Breeding: Vets are reporting a big increase in progesterone device sales as part of fertility programmes.

These are usually used as part of a fixed-time AI protocol, requiring other hormones such as prostaglandin.

Using these programmes on otherwise healthy, cycling cows is dodgy territory.

Past experience is that overall pregnancy rate and six week in-calf rate is not significantly greater when these programmes are used on healthy cows, but the farmer still has to carry the cost and hassle. It’s different for use on heifers or problem cows.

Those using hormones to get problem cows back cycling should only inseminate these cows with a beef straw, so there is no chance of keeping dairy heifer calves from them.

While AI technicians are busy, some farmers are reporting slower than normal submission rates. The cold weather probably isn’t helping. Keep tail paint topped up and increase monitoring times as heat duration could be shorter than normal.

Reseeding: Normally, dairy farmers would have new grass seeds in the ground by now. While some have been able to carry out reseeding, most haven’t been able to take out paddocks for reseeding or silage yet. Is it too late to go reseeding when growing conditions improve? At this stage the best-case scenario is to be sowing grass seeds in late May.

While five or six weeks later than you would like, it’s still not too late. The biggest risk is that June will come very dry and the seeds won’t get established properly but that’s a risk confined mostly to very light soils in low rainfall areas.

Identify the paddocks for reseeding based on grass growth and quality. Make sure to address any other issues such as soil fertility or drainage before reseeding.

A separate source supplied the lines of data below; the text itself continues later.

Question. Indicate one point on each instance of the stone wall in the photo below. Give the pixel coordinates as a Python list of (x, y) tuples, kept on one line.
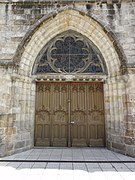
[(22, 35)]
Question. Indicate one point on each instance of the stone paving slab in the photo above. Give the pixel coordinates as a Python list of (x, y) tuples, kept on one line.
[(60, 171), (69, 154), (73, 170)]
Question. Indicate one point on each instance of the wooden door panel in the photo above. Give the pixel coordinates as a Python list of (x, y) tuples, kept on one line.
[(69, 112), (78, 114), (95, 108), (60, 114), (43, 115)]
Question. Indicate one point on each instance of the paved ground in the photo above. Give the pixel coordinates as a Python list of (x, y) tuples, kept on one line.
[(68, 163)]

With the new rules on grazing milking cows on grass sprayed with glyphosate, some farmers are deciding to spray fields five to seven days after grazing. This is instead of spraying five to seven days before cutting for silage, which is awkward at light covers.

Neither approach is ideal. Spraying after grazing risks not getting enough contact with leaf surfaces of grass and weeds. It also risks there being too much thrash for minimum-tillage. All farmers should include clover in reseeds and use a clover-safe weed spray to keep it in the sward.

Calves: Weaned calves should be grazing the best-quality grass available. Most farmers will keep them on meal for another month or so, but if they are on good grass and thriving, a grass-only diet will suffice.

Worm doses should not be required until later in the season. Watch out for coccidiosis. Calves should be given a preventative treatment on farms with a history of coccidiosis.

The eggs can survive for over a year outdoors and dirty conditions increase the risk of calves picking them up.

Move meal troughs regularly and fix any leaking water troughs to reduce the risks of calves ingesting coccidiosis eggs.

It is possible to add medication to the feed but consult with your vet on the best course of action for your farm. The highest risk point is from three weeks to six months of age.